Tuesday, February 24, 2009

It's not you it's me

I can find myself in an arguement everyday with Mister (that's what we are going to call him) if we don't ever get on the same page. I think that is the biggest problem that we have.

Let me rewind abit here. I have been in a relationship with Mister for going on three years now and we have a son together. We have been through hell and back numerous of times. At times I love him with all my heart and thank God that He brought Mister into my life. Other times I hate him so much I wish he would be sent to his maker the devil himself. You see it is that extreme.
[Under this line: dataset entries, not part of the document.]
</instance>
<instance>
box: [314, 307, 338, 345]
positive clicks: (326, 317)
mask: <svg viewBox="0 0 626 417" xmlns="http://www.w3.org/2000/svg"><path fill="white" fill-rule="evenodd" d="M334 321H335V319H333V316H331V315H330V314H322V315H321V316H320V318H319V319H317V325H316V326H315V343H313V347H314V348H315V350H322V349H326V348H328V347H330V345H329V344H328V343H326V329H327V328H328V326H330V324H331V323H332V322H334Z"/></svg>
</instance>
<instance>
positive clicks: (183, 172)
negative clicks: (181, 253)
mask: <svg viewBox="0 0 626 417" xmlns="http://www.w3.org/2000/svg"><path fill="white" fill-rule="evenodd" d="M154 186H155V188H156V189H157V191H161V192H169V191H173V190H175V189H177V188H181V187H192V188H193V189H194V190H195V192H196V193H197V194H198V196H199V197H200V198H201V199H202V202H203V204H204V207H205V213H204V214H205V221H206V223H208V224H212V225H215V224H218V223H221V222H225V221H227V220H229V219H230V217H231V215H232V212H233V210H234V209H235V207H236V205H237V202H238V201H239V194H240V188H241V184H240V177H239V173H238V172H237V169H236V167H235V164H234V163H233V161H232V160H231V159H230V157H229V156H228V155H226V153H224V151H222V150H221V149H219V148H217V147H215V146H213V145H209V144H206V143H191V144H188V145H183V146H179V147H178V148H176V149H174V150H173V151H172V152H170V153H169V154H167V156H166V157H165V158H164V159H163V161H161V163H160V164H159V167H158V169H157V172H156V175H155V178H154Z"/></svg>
Now back to present day, I had a medical problem that landed me in the hospital and I felt the need to inform Mister of my whereabouts, even though we had been going through some tough times. Now, quite naturally, he was concerned about me and "said" he was on his way up to the hospital. The thing is he never told me that he was coming to the hospital so of course I'm not psychic, I said I didn't expect for him really to care. He went off and when I say he went of I was every name in the book but a child of God. He stated how he wish he never met me and he don't understand why I would want to be with someone that don't care. So, I didn't say anything I just hung up the phone and continued to get medical care and not trip off of Mister. Then he says that I don't want him anymore cause I didn't make a big deal off of him making a big deal. I told him "look dude, I really wouldn't give a flying fuck what you do or who you fuck with just leave me the hell alone." I am not 15 years old in the 10th grade with some high school relationship. No boo, there are kids involved and I don't play games with grown ass men. So take that drama to your damn mama cause your baby mama ain't feeling that right there.

I don't think I was wrong. I am just tired of the same shit different day stuff. I have so much on my mind and if we ain't and can't get on the same page then it ain't no use of us even being, right?